Paradoxalement, Othon est l'une des pièces les plus importantes mais les moins connues de Pierre Corneille. Elle a lieu à la suite de la mort de l’empereur romain Néron, et de sa succession par le très vieil empereur Galba, dans une période de crise politique intense à Rome. Dans celle-ci, Othon est incité à régner à la suite de Galba, mais il refuse car cela le forcerait à quitter celle qu’il aime, Plautine, pour épouser la nièce de Galba, Camille – qui est amoureuse de lui.
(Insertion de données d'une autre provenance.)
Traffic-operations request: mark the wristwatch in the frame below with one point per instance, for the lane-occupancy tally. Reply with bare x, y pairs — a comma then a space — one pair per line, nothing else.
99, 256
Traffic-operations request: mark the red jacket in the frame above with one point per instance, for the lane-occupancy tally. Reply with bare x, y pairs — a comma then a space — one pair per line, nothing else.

En parallèle, Lacus et Martian, deux conseillers malhonnêtes de Galba, le poussent à choisir Pison, un homme beaucoup plus manipulable, comme successeur.
Dans cette scène, Galba annonce qu’il a choisi Pison comme successeur, mais Camille refuse de l’épouser, lui disant qu’elle préfère Othon.
SCÈNE III. Galba, Camille, Albiane.
GALBA
[…] [Rome] veut donc un maître, et Néron condamné
Fait voir ce qu'elle veut en un front couronné.
Vindex, Rufus, ni moi, n'avons causé sa perte,
Ses crimes seuls l'ont faite, et le ciel l'a soufferte,
Pour marque aux souverains qu'ils doivent par l'effet
Répondre dignement au grand choix qu'il en fait.
Jusques à ce grand coup, un honteux esclavage
D'une seule maison nous faisait l'héritage ;
Rome n'en a repris au lieu de liberté
Qu'un droit de mettre ailleurs la souveraineté,
Et laisser après moi dans le trône un grand homme,
C'est tout ce qu'aujourd'hui je puis faire pour Rome.
Prendre un si noble soin, c'est en prendre de vous,
Ce maître qu'il lui faut vous est dû pour époux,
Et mon zèle s'unit à l'amour paternelle
Pour vous en donner un digne de vous et d'elle.
Jule, et le grand Auguste ont choisi dans leur sang,
Ou dans leur alliance, à qui laisser ce rang ;
Moi, sans considérer aucun noeud domestique
J'ai fait ce choix comme eux, mais dans la république,
Je l'ai fait de Pison, c'est le sang de Crassus,
C'est celui de Pompée, il en a les vertus,
Et ces fameux héros dont il suivra la trace
Joindront de si grands noms aux grands noms de ma race,
Qu'il n'est point d'hyménée, en qui l'égalité
Puisse élever l'empire à plus de dignité.
CORNEILLE Pierre, Othon , 1665 ; Acte III scène 3, V. 863-888
dans un texte en prose, vous imaginerez la réponse – et le refus – de Camille face à son père, lui expliquant qu’elle préfère faire le choix de l’amour à celui de la politique.